Europe de l'EstLa Russie frappe le rail ukrainien
Outre de vouloir «paralyser» les approvisionnements militaires, «il s’agit là de mesures classiques avant une offensive», indique un haut responsable ukrainien.
La Russie a intensifié ses frappes sur le réseau ferroviaire ukrainien pour «paralyser» les approvisionnements militaires, notamment en matériels occidentaux, en vue d’une nouvelle offensive, a déclaré vendredi un haut responsable sécuritaire ukrainien.
L’infrastructure ferroviaire est particulièrement vitale en Ukraine, aussi bien pour le transport passager et le commerce que pour l’armée, car depuis le début de l’invasion russe en février 2022, tout le trafic aérien y est paralysé.
«Il s’agit là de mesures classiques avant une offensive», a déclaré sous couvert d’anonymat une source haut placée dans le système sécuritaire ukrainien interrogée par l’AFP sur ces attaques. Le but «est de paralyser les livraisons, le transport des cargaisons militaires», a-t-elle ajouté.
Le réseau des chemins de fer était régulièrement visé par des bombardements russes ces deux dernières années. Des frappes ont notamment visé des gares à l’instar de celle de Kramatorsk, dans l’Est, où des dizaines de personnes, essentiellement des civils tentant de fuir les combats, avaient été tués en avril 2022.
Mais ces dernières semaines, une recrudescence des bombardements ciblant les infrastructures ferroviaires a été constatée. Dans la seule journée de jeudi, des frappes ont touché des infrastructures ferroviaires dans trois régions ukrainiennes.
Dans la région de Donetsk (est), divisée par la ligne de front, trois employés de la société de chemins de fer, Ukrzaliznytsia, ont été tués dans une attaque contre un site ferroviaire. Le même jour, dix civils ont été blessées dans une frappe de missile contre la gare de Balaklia, dans la région de Kharkiv (nord-est), et des infrastructures ont été endommagées à Smila (région de Tcherkassy, centre).
Un bombardement massif contre des sites ferroviaires à Dnipro et sa région (centre-est) avait tué une employée de chemins de fer et en avait blessé sept autres le 19 avril. Une semaine plus tôt, la gare de Soumy (nord) avait été légèrement touchée par une frappe à Soumy (nord-est).
L’armée russe a quant à elle revendiqué vendredi avoir frappé un «train avec des armements occidentaux et des équipements militaires» dans la localité d’Oudachné, dans la région de Donetsk ainsi que des «troupes et équipements» militaires à Balaklia.

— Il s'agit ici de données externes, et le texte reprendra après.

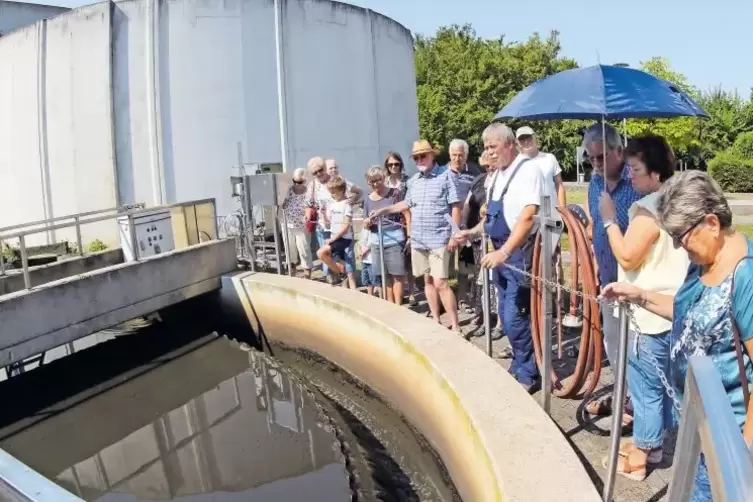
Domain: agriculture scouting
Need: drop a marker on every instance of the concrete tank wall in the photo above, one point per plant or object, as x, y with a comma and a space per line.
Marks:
147, 100
17, 14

Si elle n’a pas donné de dates, ces affirmations semblent correspondre aux frappes évoquées la veille par les autorités ukrainiennes.
Depuis mars, la Russie a multiplié les frappes visant les infrastructures ukrainiennes, notamment le réseau électrique et plus récemment ferroviaire.

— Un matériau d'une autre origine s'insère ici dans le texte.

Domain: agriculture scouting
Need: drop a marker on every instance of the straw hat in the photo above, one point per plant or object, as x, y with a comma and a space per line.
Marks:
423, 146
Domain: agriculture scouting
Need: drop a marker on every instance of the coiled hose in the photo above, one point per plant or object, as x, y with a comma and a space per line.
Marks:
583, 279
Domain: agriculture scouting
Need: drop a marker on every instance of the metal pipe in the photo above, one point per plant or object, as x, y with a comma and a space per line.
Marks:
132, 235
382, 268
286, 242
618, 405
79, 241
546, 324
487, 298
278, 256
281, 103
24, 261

Selon Kiev, Moscou prépare une nouvelle offensive d’ampleur pour tenter d’élargir la zone sous contrôle russe. La Russie a notamment détruit une multitude de sites énergétiques, entraînant des coupures de courant majeures, en particulier dans le nord-est.
Les frappes sur les chemins de fer interviennent en outre au moment où les États-Unis ont, après des mois de paralysie à cause de rivalités politiques internes, repris leur aide militaire à l’Ukraine.
Les armements occidentaux donnés à l’Ukraine, notamment des munitions pour l’artillerie et la défense, sont livrés dans le plus grand secret depuis les pays voisins, en particulier la Pologne.
Le chef du transport passager d’Ukrzaliznytsia, Oleksandr Pertsovsky a indiqué jeudi à l’AFP avoir constaté «une hausse des attaques sur l’infrastructure ferroviaire».
«Nous constatons que les frappes visent la logistique ferroviaire, et touchent essentiellement des sites civils», a-t-il dit. «Ils mènent des frappes de manière aveugle sur des gares, c’est une manière très primitive de faire».
Affaiblie par une contre-offensive infructueuse à l’été 2023 et la paralysie des mois durant de l’aide militaire américaine, les forces ukrainiennes, en manque d’hommes et de munitions, sont sous pression sur une large partie du front, notamment dans l’Est.
Période «très difficile»
Et la situation devrait empirer autour de la mi-mai et début juin, qui sera une «période difficile», avait prévenu lundi le chef du renseignement militaire ukrainien Kyrylo Boudanov. Une analyse partagé par des responsables occidentaux qui pronostiquent que les trois mois à venir vont être «très difficiles» pour les forces terrestres de Kiev.